Context free grammar in Java

BNF and context-free grammar

What is a grammar ? A grammar is a model of a language, or a language of a language. We can use finite grammar rules to generate infinite sentences of a language. The general method we describe a grammar is called BNF. For example, we describe a context-free grammar (CFG) using 4-tuple:

  1. A set of terminal symbols.
  2. A set of non-terminal symbols.
  3. A set of rules known as productions (or production rules) which can transform each non-terminal symbol to a sequence of non-terminal and/or terminal symbols.
  4. A start symbol or goal symbol, also called sentence in English.

A production example :

S -> aS;
S -> abc;

Maybe you know another grammar called context sensitive grammar. Then, what’s the differences between context free grammar and context sensitive grammar ? The most important difference is production rules : the left hand side of a context free grammar production is non-terminal symbol , but the left hand side of a context sensitive grammar contains not-termianl and terminal symbols.

More information can be found in Chomsky hierarchy.

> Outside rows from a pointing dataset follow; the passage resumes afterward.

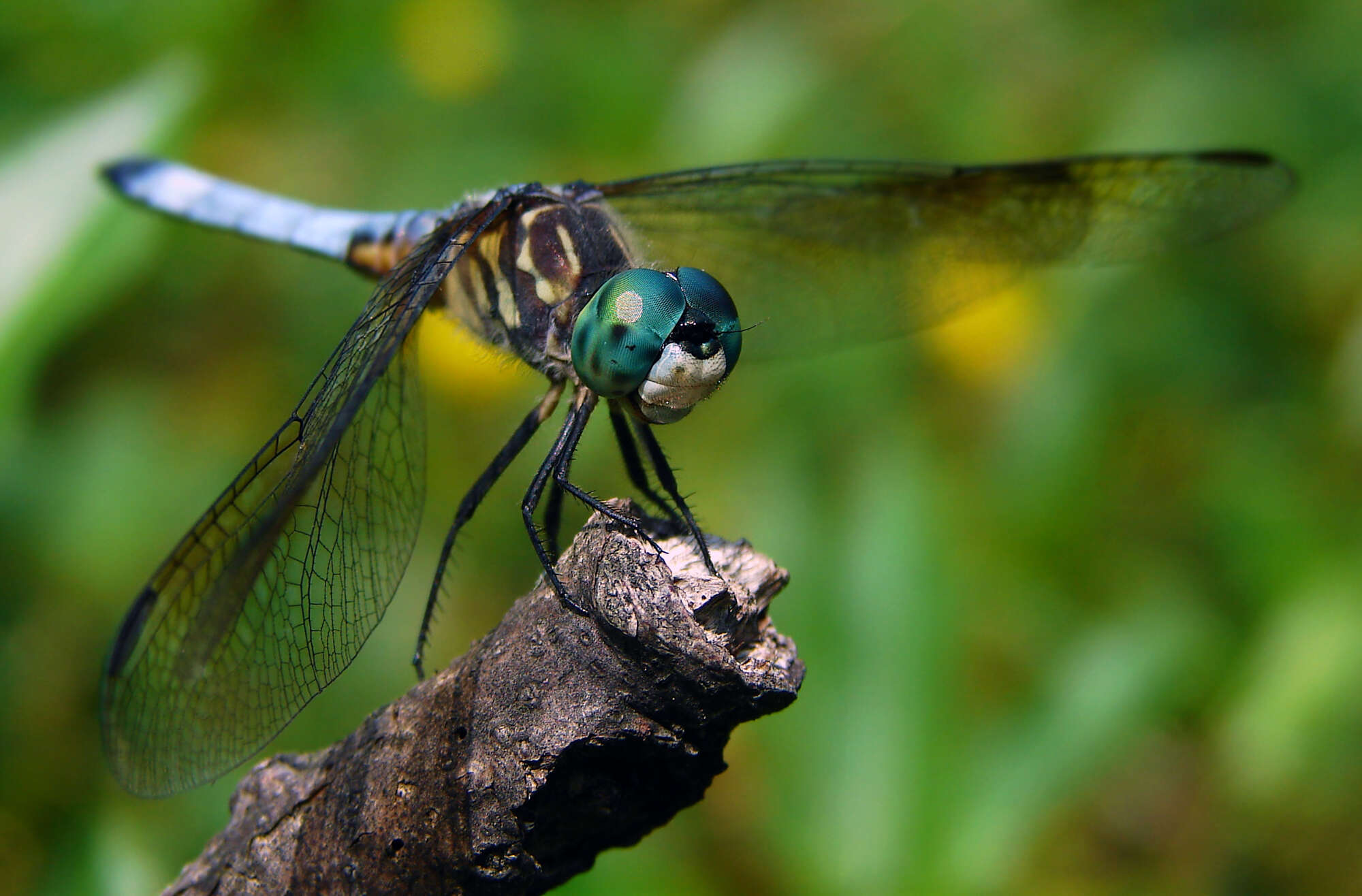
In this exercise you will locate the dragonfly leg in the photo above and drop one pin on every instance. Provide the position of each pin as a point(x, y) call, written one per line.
point(554, 519)
point(573, 426)
point(669, 484)
point(630, 453)
point(562, 483)
point(471, 503)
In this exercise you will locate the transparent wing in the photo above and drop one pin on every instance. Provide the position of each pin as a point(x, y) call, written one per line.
point(276, 589)
point(836, 253)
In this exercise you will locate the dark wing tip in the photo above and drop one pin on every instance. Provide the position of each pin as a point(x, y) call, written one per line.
point(123, 175)
point(1252, 159)
point(130, 631)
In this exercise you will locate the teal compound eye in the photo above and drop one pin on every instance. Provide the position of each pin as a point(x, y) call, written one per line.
point(706, 295)
point(620, 333)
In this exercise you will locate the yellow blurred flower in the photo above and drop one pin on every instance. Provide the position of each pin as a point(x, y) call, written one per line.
point(995, 337)
point(458, 364)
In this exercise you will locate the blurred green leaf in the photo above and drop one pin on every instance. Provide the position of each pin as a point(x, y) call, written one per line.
point(57, 262)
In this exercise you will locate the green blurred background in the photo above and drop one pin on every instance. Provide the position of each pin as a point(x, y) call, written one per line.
point(1077, 577)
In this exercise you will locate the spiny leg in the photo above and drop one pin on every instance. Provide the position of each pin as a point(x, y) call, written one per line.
point(562, 481)
point(584, 402)
point(471, 503)
point(630, 453)
point(554, 518)
point(669, 484)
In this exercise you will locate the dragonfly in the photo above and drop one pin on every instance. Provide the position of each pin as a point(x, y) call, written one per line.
point(624, 293)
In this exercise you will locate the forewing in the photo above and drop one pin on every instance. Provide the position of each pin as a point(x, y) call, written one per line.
point(276, 589)
point(822, 254)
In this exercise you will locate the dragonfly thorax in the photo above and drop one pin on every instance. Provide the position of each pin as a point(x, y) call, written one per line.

We can get the grammars’ relationship below.

Lexical grammar and syntactic grammar

Java is a programming language using context free grammar to define lexical grammar and syntactic grammar.

For example, the lexical grammar in Java contains the production:

BooleanLiteral :
        t r u e
        f a l s e

BooleanLiteral is a non-terminal symbol in the left hand side of the production, true or false is the right hand side sequence.

The syntactic grammar for the Java programming language has tokens defined by the lexical grammar as its terminal symbols.

For example , The syntactic production :

    if ( Expression ) Statement

IfThenStatement is a non-termianl symbol , which represents the token if which is a token defined by the lexical grammar, followed by a left parenthesis token, followed by an Expression, followed by a right parenthesis token, followed by a Statement.